Thomas, of Warren, completed an associate’s degree in Wildlife Technology in May while maintaining a 4.0 grade point average. She’ll continue her studies, working toward a bachelor’s degree in Wildlife and Fisheries Science. Thomas is a member of the Delta Mu Sigma Honor Society and president of the Penn State DuBois ECO Club. She plans to earn her masters degree and work in Biological Science. Currently, she is employed by the USFS Northeast Research Center in Irvine as a Biological Science Technician.
Hess, from Orangeville, is a freshman at Penn State DuBois. She enjoyed great academic success in high school and chose to attend Penn State DuBois specifically because of the Wildlife Technology Program. She wants to work at an animal sanctuary after earning her degree. Hess would also like to travel the world and volunteer her expertise at such facilities. Eventually, she would like to open a sanctuary in her hometown.
Both Thomas and Hess expressed the importance of the PWHU Scholarship to their educational success. Hess shared that “without this help, I would have a hard time paying for college. Now I have more money for housing and other expenses.” She also indicated that “this scholarship will allow me to focus more on my school work, since I won’t have to worry as much about money.”

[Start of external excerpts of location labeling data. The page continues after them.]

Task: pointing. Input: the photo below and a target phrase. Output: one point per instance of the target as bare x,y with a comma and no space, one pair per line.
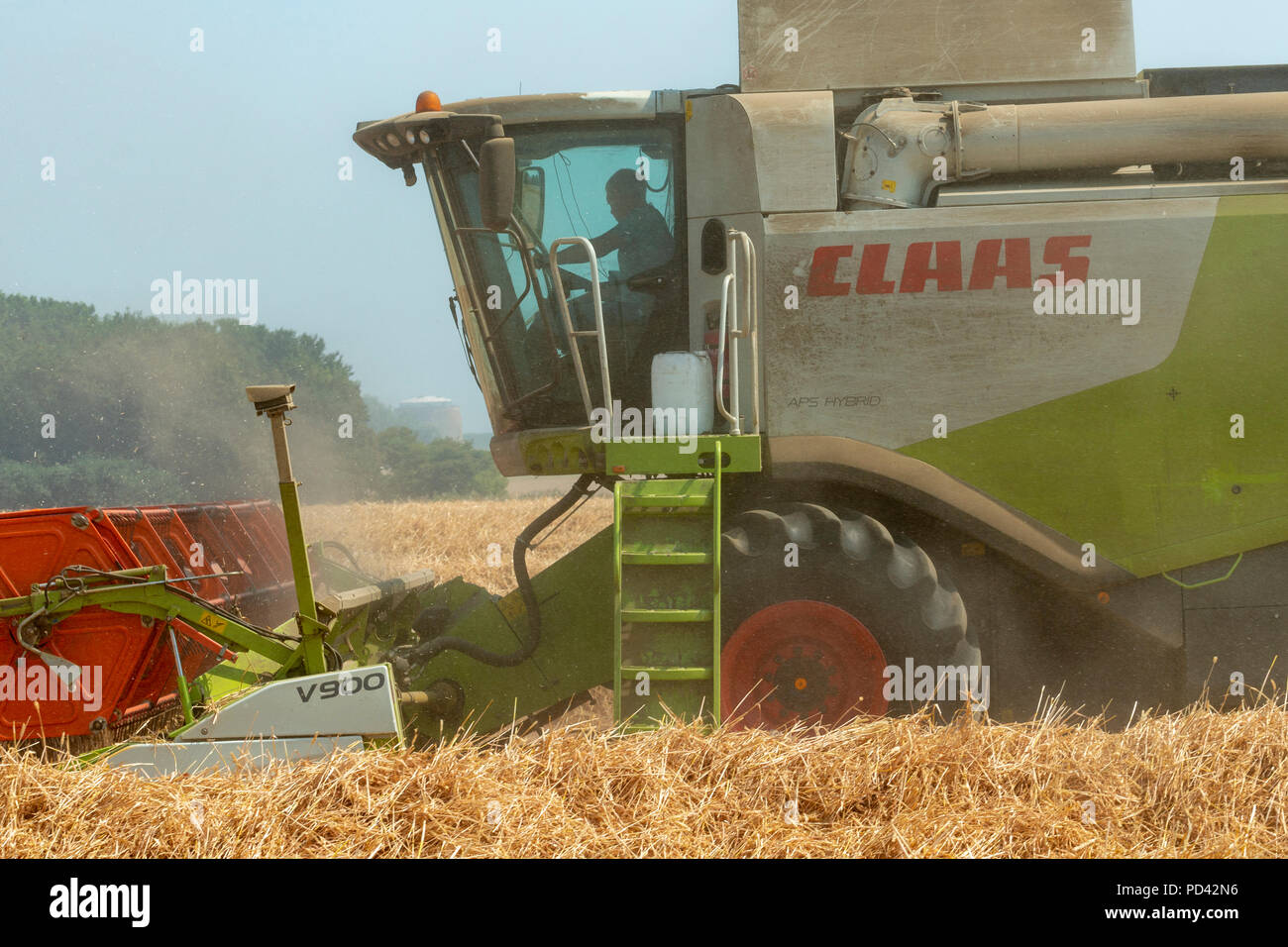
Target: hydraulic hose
528,643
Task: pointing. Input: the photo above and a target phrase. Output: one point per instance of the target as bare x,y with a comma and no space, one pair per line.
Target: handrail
742,245
725,292
574,334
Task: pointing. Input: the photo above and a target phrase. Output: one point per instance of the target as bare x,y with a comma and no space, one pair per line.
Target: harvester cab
889,334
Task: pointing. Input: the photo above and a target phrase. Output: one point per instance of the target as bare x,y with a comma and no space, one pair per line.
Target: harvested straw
1196,784
451,536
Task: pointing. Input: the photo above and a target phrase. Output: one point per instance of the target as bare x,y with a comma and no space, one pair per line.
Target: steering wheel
572,282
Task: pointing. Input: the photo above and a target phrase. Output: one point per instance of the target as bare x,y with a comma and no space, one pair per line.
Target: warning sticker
211,622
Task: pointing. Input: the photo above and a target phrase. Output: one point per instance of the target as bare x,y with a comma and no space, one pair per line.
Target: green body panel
1147,470
575,655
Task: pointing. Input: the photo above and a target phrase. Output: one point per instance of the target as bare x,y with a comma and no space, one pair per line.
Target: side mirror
532,197
496,182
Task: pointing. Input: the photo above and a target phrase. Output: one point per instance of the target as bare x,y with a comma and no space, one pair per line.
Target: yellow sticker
211,622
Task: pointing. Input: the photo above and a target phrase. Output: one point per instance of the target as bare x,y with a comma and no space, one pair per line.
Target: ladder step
653,557
683,492
687,504
668,613
669,673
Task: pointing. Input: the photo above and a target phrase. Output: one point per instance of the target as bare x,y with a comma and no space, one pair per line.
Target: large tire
811,642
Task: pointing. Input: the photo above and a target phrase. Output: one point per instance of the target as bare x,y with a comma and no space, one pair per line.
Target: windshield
614,184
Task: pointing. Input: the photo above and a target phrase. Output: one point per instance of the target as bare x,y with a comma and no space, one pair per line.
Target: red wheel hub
802,661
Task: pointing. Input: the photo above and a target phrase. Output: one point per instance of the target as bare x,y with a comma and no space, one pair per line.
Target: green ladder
666,574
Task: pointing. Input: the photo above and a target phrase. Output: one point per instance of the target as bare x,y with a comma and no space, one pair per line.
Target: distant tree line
132,410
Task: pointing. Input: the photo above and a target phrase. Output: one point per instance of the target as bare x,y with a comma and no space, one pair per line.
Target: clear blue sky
223,162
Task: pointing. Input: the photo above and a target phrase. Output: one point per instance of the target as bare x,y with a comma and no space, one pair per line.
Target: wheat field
1193,784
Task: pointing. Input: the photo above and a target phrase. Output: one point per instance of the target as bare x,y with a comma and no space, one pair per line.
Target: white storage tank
683,381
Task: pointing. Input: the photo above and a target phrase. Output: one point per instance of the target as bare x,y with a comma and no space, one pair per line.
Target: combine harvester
947,290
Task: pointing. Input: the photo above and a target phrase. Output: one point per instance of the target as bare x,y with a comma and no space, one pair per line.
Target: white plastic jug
683,381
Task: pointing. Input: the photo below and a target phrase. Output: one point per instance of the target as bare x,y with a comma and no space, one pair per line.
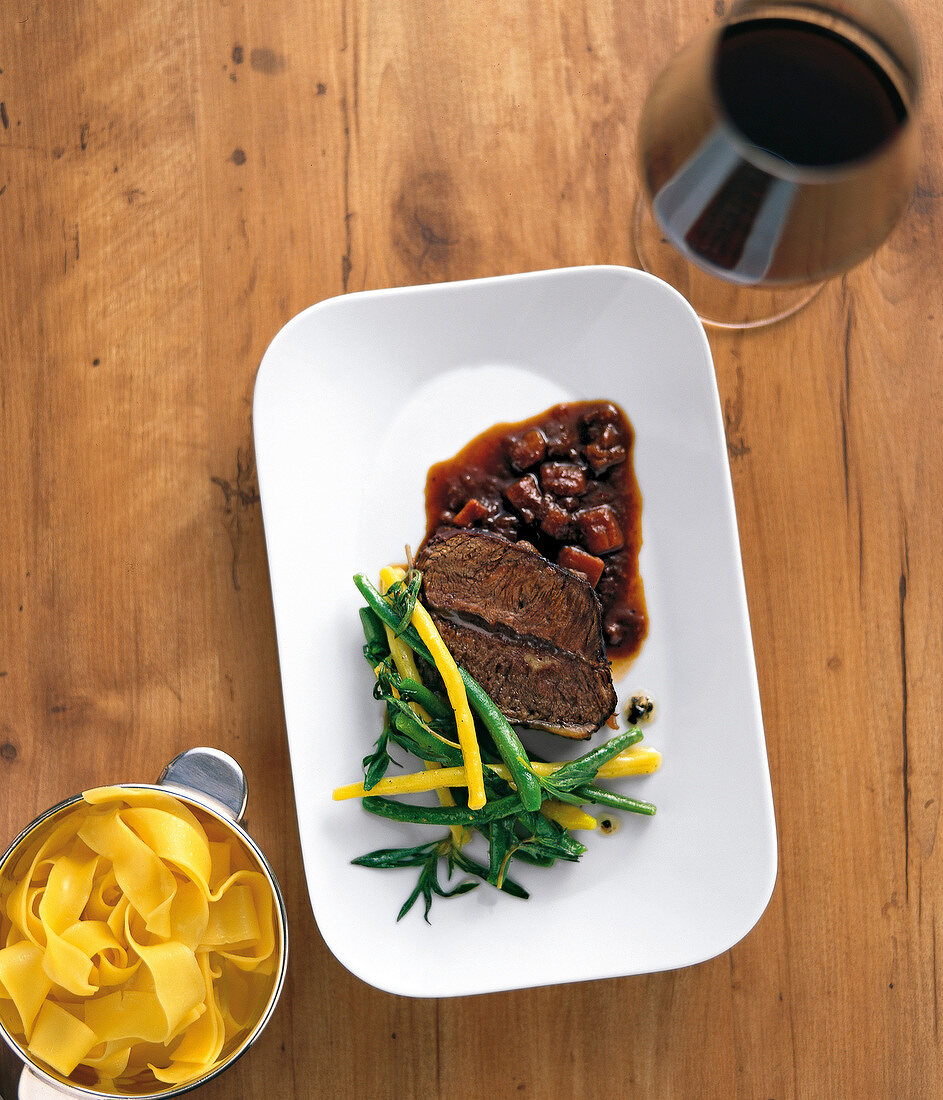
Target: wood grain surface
177,179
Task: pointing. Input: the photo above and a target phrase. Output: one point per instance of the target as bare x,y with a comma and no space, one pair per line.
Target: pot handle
209,776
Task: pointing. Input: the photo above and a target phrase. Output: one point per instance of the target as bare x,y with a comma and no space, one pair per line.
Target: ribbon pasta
138,943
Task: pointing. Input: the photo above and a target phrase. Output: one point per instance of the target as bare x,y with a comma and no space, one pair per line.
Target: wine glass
777,150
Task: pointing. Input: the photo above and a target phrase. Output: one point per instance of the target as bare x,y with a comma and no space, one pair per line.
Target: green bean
430,747
440,815
600,796
505,739
585,767
419,693
373,629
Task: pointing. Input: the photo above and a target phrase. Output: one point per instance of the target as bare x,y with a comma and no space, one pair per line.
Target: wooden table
178,178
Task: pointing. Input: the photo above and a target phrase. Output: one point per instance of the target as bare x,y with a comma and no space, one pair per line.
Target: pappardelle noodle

For nearly a decade, Pennsylvania Wildlife Habitat Unlimited has supported Penn State DuBois students through generous annual scholarship donations. The DuBois-based organization works in a variety of ways to improve and create wildlife habitats. In addition to its scholarship program and environmental stewardship, PWHU sponsors events such as Youth Pheasant Hunts, which involve youngsters in outdoor activities and spark an interest in nature and conservation at an early age.